A foreign company which has a presence in Hong Kong but does not create legal obligations (i.e. a representative office) is not considered as having established a place of business in Hong Kong for the purpose of registration with the Registrar. Advice should therefore be sought as to whether, based on the nature of the business, in a particular case it is necessary to register a “representative office” as a branch.
Foreign companies must register a Hong Kong branch with the Registrar of Companies within one month of “establishing a place of business in Hong Kong”. In practice, it is sufficient if the application for registration is lodged with the Registrar within one month. It is common for foreign companies to complete the registration of a branch before establishing a place of business in Hong Kong.
The obligation to register with the Registrar discussed in this paragraph is separate from the obligation under paragraph 3 to register businesses with the Business Registration Office.
Branch Offices (Non-Hong Kong Company) are generally subject to the same legal and tax consequences as companies incorporated in Hong Kong.
Foreign companies can and usually do register the Hong Kong branch in their own name. However, the Registrar has power to require a foreign company which is carrying on business in Hong Kong under its corporate name to use a different name under certain circumstances. This power must be exercised within six months of the date of registration of a branch or the date of registration of any change in the name of the foreign company.
Foreign companies which register a branch must conspicuously exhibit at every place in Hong Kong where they carry on business, and include on their letterhead, the name of the company and the place of incorporation of the company. Where the liability of the shareholders of the foreign company is limited, this must also be stated. These requirements are generally complied with using the words, “[Name of Company] incorporated in [place] with limited liability”.

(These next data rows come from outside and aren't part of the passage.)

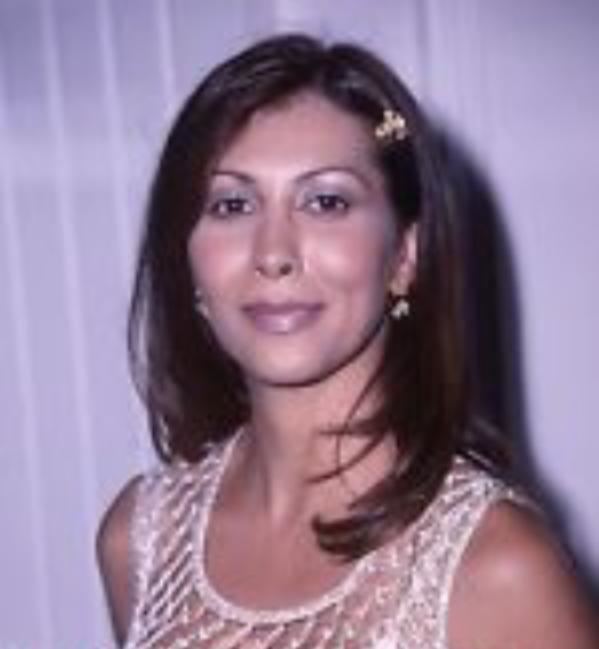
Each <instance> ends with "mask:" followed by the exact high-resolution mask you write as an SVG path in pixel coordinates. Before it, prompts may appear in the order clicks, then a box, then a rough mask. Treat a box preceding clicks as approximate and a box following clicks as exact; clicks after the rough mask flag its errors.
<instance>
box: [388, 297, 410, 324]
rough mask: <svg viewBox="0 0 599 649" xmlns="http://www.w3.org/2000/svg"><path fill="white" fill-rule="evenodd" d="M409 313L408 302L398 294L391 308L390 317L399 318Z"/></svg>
mask: <svg viewBox="0 0 599 649" xmlns="http://www.w3.org/2000/svg"><path fill="white" fill-rule="evenodd" d="M409 315H410V303H409V301H408V299H407V298H406V297H405V296H403V295H402V296H400V297H399V299H398V300H397V302H396V303H395V305H394V306H393V308H392V309H391V317H392V318H393V319H394V320H401V319H402V318H404V317H405V318H407V317H408V316H409Z"/></svg>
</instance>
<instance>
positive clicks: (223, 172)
mask: <svg viewBox="0 0 599 649" xmlns="http://www.w3.org/2000/svg"><path fill="white" fill-rule="evenodd" d="M330 173H343V174H346V175H349V176H351V177H352V178H354V179H355V180H357V181H358V182H359V183H360V184H362V185H364V186H365V187H367V188H369V189H370V188H371V187H372V182H371V180H370V179H369V178H368V177H367V176H366V174H364V173H361V172H360V171H359V170H357V169H356V168H355V167H351V166H347V165H330V166H325V167H317V168H316V169H310V170H309V171H306V172H304V173H301V174H300V175H299V176H297V177H296V178H295V179H294V182H295V183H296V184H300V183H302V182H305V181H307V180H311V179H312V178H315V177H317V176H321V175H324V174H330ZM211 176H212V177H213V178H215V177H218V176H228V177H231V178H235V179H236V180H238V181H240V182H242V183H243V184H245V185H256V184H257V183H256V179H255V178H254V177H253V176H251V175H250V174H248V173H245V172H243V171H238V170H236V169H227V168H223V169H215V170H214V171H213V172H212V174H211Z"/></svg>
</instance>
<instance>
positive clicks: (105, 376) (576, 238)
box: [0, 0, 599, 649]
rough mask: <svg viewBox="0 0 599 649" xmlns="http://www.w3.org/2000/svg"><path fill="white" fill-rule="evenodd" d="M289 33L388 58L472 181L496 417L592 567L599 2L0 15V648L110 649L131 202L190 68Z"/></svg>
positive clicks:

The Hong Kong Companies Ordinance requires a foreign company to appoint 1 local representative in Hong Kong to act on behalf of the company. The representative must be ordinarily residents in Hong Kong, i.e. Hong Kong Permanent Resident and Hong Kong residents.
Once registered in Hong Kong, a foreign company has continuing maintenance obligations in relation to the Registrar of the Companies Registry and the Commissioner of Inland Revenue. The obligations in relation to the Registrar of the Companies Registry fall into two categories: the updating on a case by case basis of information filed with the Registrar and the filing of certain documents with the Registrar on an annual basis. The continuing obligations in relation to the Commissioner of Inland Revenue relate to the registration of each of the company’s businesses and the filing of a profits tax return and employer’s return.